Every day he was in the mines, examining, testing, he consulted experts, he gradually gathered the whole situation into his mind, as a general grasps the plan of his campaign.
Then there was need for a complete break.
The mines were run on an old system, an obsolete idea.
The initial idea had been, to obtain as much money from the earth as would make the owners comfortably rich, would allow the workmen sufficient wages and good conditions, and would increase the wealth of the country altogether.
Gerald's father, following in the second generation, having a sufficient fortune, had thought only of the men.
The mines, for him, were primarily great fields to produce bread and plenty for all the hundreds of human beings gathered about them.
He had lived and striven with his fellow owners to benefit the men every time.
And the men had been benefited in their fashion.
There were few poor, and few needy.
All was plenty, because the mines were good and easy to work.
And the miners, in those days, finding themselves richer than they might have expected, felt glad and triumphant.
They thought themselves well-off, they congratulated themselves on their good-fortune, they remembered how their fathers had starved and suffered, and they felt that better times had come.
They were grateful to those others, the pioneers, the new owners, who had opened out the pits, and let forth this stream of plenty.
But man is never satisfied, and so the miners, from gratitude to their owners, passed on to murmuring.
Their sufficiency decreased with knowledge, they wanted more.
Why should the master be so out-of-all-proportion rich?
There was a crisis when Gerald was a boy, when the Masters' Federation closed down the mines because the men would not accept a reduction.
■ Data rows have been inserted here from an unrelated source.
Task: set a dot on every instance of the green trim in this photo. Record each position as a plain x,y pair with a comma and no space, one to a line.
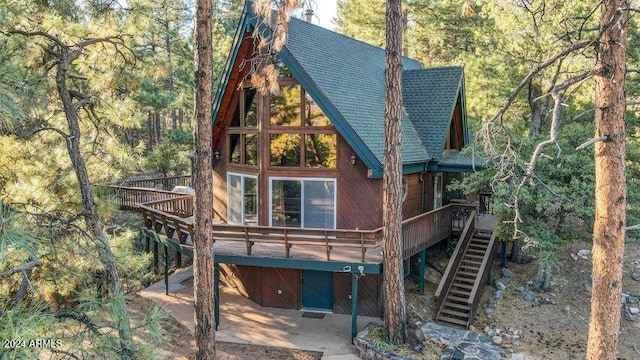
333,266
354,305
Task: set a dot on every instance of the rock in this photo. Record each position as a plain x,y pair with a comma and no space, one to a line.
584,254
507,273
432,276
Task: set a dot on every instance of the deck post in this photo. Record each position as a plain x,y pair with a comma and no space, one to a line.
216,294
166,270
155,256
423,262
354,305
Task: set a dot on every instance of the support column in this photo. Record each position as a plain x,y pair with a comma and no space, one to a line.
216,294
354,305
422,268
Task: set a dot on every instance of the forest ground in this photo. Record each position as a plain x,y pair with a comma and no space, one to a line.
555,326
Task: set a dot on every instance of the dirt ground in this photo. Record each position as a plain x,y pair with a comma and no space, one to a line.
555,327
178,343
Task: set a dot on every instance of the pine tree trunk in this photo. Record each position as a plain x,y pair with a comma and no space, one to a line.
610,192
394,302
203,242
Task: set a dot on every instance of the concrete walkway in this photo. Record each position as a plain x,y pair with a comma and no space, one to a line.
243,321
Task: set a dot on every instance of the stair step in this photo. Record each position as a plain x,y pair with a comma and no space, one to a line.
471,262
457,306
457,298
455,313
462,286
476,251
452,320
463,279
This lock-out had forced home the new conditions to Thomas Crich.
Belonging to the Federation, he had been compelled by his honour to close the pits against his men.
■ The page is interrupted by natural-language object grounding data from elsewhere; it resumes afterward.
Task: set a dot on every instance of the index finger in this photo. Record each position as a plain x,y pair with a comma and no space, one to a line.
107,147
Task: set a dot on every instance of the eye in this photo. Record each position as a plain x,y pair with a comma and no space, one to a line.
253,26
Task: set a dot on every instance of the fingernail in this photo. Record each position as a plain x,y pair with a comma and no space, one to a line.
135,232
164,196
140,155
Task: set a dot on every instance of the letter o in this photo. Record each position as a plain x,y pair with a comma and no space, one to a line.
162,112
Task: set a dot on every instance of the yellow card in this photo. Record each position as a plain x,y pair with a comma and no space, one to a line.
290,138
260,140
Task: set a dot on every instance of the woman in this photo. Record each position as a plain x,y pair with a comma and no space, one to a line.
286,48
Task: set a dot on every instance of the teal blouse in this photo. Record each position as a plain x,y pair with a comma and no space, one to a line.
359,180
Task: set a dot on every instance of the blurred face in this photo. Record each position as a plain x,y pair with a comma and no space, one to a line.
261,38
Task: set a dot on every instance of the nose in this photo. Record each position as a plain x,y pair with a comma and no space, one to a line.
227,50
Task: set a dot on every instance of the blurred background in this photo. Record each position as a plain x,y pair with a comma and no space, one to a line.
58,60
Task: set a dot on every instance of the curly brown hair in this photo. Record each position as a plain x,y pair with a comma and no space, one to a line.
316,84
He, the father, the Patriarch, was forced to deny the means of life to his sons, his people.
He, the rich man who would hardly enter heaven because of his possessions, must now turn upon the poor, upon those who were nearer Christ than himself, those who were humble and despised and closer to perfection, those who were manly and noble in their labours, and must say to them:
'Ye shall neither labour nor eat bread.'
It was this recognition of the state of war which really broke his heart.
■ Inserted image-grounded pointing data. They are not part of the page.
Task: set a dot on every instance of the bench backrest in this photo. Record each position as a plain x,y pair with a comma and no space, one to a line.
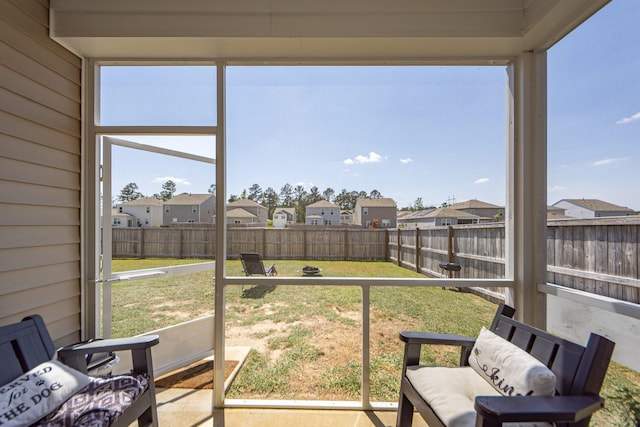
579,369
24,346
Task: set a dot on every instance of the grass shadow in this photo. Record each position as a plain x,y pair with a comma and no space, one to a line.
257,292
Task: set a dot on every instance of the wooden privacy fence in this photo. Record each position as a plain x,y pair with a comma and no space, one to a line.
199,242
600,256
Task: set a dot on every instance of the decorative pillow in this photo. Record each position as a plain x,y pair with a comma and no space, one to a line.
509,369
34,394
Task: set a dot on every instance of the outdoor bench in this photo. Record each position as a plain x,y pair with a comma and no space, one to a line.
37,389
512,372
He wanted his industry to be run on love.
Oh, he wanted love to be the directing power even of the mines.
And now, from under the cloak of love, the sword was cynically drawn, the sword of mechanical necessity.
This really broke his heart.
He must have the illusion and now the illusion was destroyed.
The men were not against HIM, but they were against the masters.
It was war, and willy nilly he found himself on the wrong side, in his own conscience.
Seething masses of miners met daily, carried away by a new religious impulse.
The idea flew through them:
'All men are equal on earth,' and they would carry the idea to its material fulfilment.
After all, is it not the teaching of Christ?
And what is an idea, if not the germ of action in the material world.
'All men are equal in spirit, they are all sons of God.
Whence then this obvious DISQUALITY?'
It was a religious creed pushed to its material conclusion.
Thomas Crich at least had no answer.
He could but admit, according to his sincere tenets, that the disquality was wrong.
But he could not give up his goods, which were the stuff of disquality.
So the men would fight for their rights.
The last impulses of the last religious passion left on earth, the passion for equality, inspired them.
Seething mobs of men marched about, their faces lighted up as for holy war, with a smoke of cupidity.
How disentangle the passion for equality from the passion of cupidity, when begins the fight for equality of possessions?
But the God was the machine.
Each man claimed equality in the Godhead of the great productive machine.
Every man equally was part of this Godhead.
But somehow, somewhere, Thomas Crich knew this was false.
When the machine is the Godhead, and production or work is worship, then the most mechanical mind is purest and highest, the representative of God on earth.